Peak renewables bodies are looking to mount a campaign to highlight the troubling implications of ERM Energy’s decision to pay shortfall penalties rather than purchase and surrender the certificates for which it is liable under the Renewable Energy Target (RET).
While ERM maintains it is meeting its formal obligations, critics counter that it is acting against the spirit and intent of the legislation and fear that other electricity retailers may follow suit.
ERM’s decision, announced on Tuesday, to pay a $123 million penalty rather than surrender its required number of large scale renewable (LGC) certificates is looming as a major challenge to the Renewable Energy Target and enabling legislation.
ERM predicts that RET compliance levels from electricity retailers may fall from the current and previous levels of 99%, to something like 80% this year, indicating that other retailers are looking to follow suit and pay penalties rather than acquire LGCs.
In short, it is looking increasingly apparent that due to unintended consequences of RET legislation, money meant to go towards renewable energy projects will instead go directly into government coffers, in the form of penalty payments.
“This is a litmus test, it’s a setup,” says the Australian Solar Council’s John Grimes. “I talked in detail at the time of the efforts of the Abbott Government to abolish to the RET that this issue was the ‘Cuckoo egg’ in the nest and the trigger for the government to re-litigate and abolish the RET entirely.”
Grimes says that as a likely shortage of large scale renewable projects and then LGCs – the result of the Abbott government’s “disruption” of the RET and sector – has directly lead to the decision by ERM and others to make penalty payments.
“The [federal] government can then say that this is an expensive scheme, that it costs money but doesn’t deliver renewable energy,” says Grimes.
The ASC says that it plans to “shine a spotlight on the commercial entities looking to skirt their obligations under the RET legislation.”
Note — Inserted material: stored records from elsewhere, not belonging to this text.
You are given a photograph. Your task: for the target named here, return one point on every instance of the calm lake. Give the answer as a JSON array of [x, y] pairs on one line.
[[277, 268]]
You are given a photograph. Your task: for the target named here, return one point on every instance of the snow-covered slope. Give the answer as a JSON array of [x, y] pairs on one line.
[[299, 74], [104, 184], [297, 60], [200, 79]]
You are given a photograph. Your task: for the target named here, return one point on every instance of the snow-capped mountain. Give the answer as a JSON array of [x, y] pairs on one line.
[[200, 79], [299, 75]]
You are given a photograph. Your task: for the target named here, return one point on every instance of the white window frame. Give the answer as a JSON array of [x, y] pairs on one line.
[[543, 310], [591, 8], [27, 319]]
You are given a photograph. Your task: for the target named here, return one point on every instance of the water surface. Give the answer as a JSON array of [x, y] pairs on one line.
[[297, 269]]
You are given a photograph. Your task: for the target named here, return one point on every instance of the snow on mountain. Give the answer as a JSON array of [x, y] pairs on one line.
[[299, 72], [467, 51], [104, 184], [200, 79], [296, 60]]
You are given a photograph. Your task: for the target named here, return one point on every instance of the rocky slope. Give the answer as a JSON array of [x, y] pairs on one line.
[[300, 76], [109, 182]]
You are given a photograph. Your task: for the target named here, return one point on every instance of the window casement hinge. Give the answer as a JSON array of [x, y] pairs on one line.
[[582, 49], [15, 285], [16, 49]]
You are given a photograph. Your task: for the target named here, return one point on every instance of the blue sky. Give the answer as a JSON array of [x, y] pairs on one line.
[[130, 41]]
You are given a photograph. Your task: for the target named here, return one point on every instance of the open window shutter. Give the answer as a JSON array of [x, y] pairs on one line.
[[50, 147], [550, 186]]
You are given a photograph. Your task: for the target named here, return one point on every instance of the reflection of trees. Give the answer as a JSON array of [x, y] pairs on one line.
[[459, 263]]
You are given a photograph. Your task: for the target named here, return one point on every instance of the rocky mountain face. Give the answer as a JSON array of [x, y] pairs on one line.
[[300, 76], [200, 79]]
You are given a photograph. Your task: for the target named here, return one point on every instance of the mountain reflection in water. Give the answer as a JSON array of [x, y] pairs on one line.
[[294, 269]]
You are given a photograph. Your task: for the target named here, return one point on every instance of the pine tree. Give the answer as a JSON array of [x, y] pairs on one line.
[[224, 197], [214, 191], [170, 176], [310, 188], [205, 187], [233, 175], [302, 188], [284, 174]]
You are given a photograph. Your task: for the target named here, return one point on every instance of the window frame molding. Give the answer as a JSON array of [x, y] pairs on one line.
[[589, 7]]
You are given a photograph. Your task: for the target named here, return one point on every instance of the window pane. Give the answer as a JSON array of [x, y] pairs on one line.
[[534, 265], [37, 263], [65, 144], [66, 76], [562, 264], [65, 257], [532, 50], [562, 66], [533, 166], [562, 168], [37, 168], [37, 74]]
Grimes notes that as ERM serves commercial customers, it does not have a large residential customer base that could potentially make a switch of retailer on the basis of this week’s decision. The company is the fourth biggest retailer and the second biggest provider of electricity to the business sector.
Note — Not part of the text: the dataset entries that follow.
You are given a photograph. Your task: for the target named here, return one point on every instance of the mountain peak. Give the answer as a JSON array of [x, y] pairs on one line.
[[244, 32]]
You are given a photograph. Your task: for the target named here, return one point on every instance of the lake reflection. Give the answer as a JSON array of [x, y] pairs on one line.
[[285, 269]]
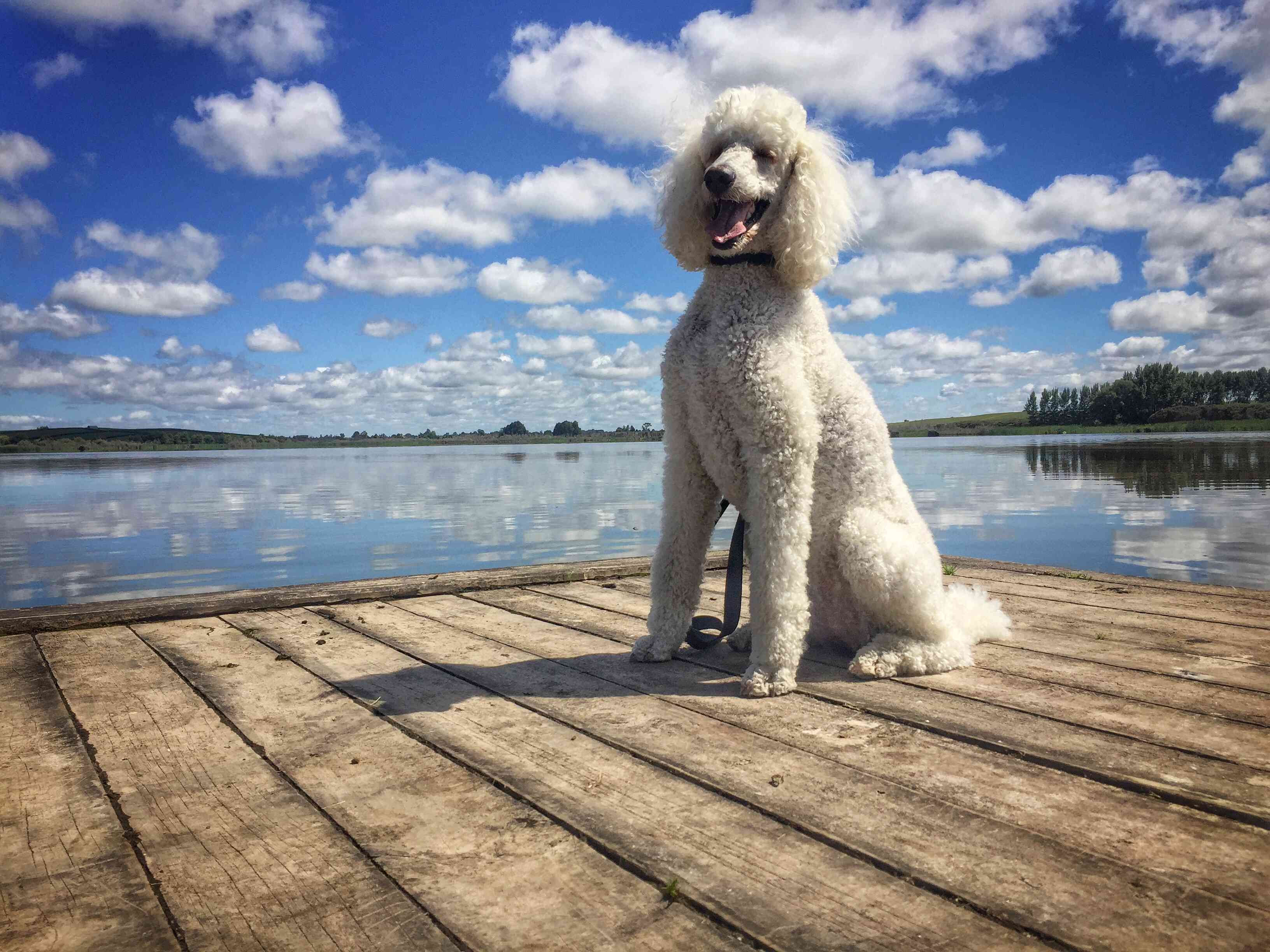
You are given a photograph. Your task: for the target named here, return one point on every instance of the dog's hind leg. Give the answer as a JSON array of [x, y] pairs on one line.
[[895, 572], [690, 508]]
The ASC has named the ANZ Bank as a major ERM Energy client and is looking to build a larger list of customers on which to put pressure.
The Clean Energy Council also notes that big customers of ERM Power include the New South Wales and Queensland Governments.
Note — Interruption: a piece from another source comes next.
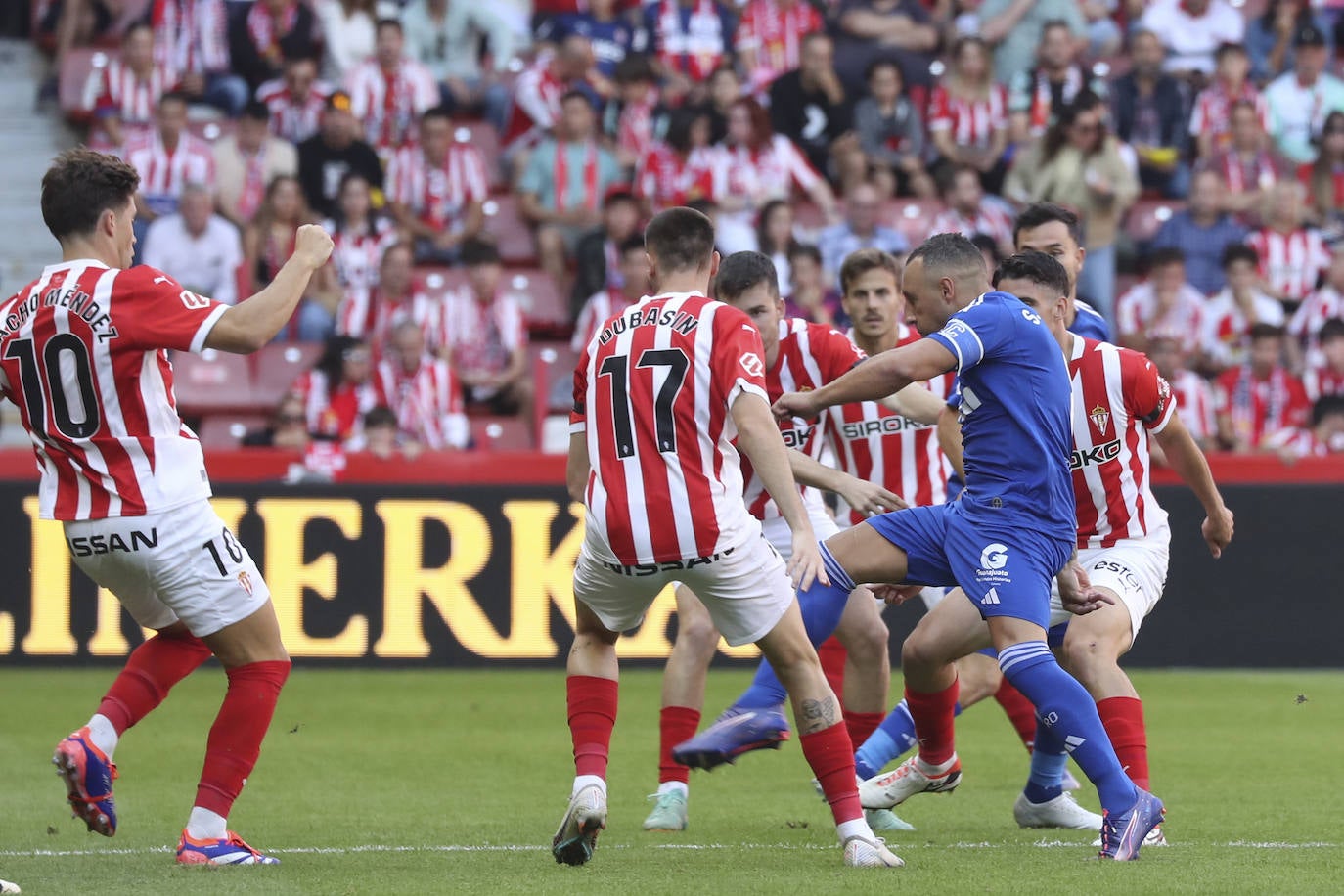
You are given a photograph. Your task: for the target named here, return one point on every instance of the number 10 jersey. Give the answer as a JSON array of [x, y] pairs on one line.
[[83, 355]]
“These governments and other customers should be asking why ERM has made a decision not to meet their obligations or support renewable energy projects which will deliver major economic benefits to regional parts of Queensland and New South Wales,” said the CEC’s Kane Thornton, in a statement.
Clean Energy Regulator chairwoman Chloe Munro said it viewed the “intentional failure” to surrender certificates “as a failure to comply with the spirit of the law and an undermining of the objectives of the scheme.” She said the money would be better spent as an investment in a growing industry rather than a financial penalty that has no return.
ERM claimed that it is not trying to undermine the RET, and insists it is in “full compliance” with the legislation. A spokesman for ERM said that the company was disappointed at some of the reactions to yesterday’s announcement, saying that the company could potentially make up for LGC shortfalls over a three-year period.
In a written statement, the company continued: “The scheme is designed with flexibility in mind. For the small-scale component of the RET, the Clean Energy Regulator can create and issue renewable certificates (via their clearing house) in advance of any renewable installation activities occurring (this has been the case for a number of months).
“The deficit held by the clearing house can be extinguished when installations occur in the future. Similar flexibility is afforded for large scale certificates, where entities can pay a shortfall charge today, and recover those payments by remitting LGCs up to three years in the future.”
ERM response to questions as to why it has not, to date, signed PPAs with renewable developers, is to say that there is often a “misfit” between customer demands for two and three-year supply contracts and the five-to-ten year off-take agreements required of the wind and solar developers.
It says that the flexibility built into the system, under which it has opted to make the penalty payment for its 2016 obligations, helps bridge this gap.
ERM says it has developed six low-emission gas-fired power plants, but insists it is looking to develop battery storage, and potentially wind and solar projects for its larger commercial customers. It provided no further details of those projects.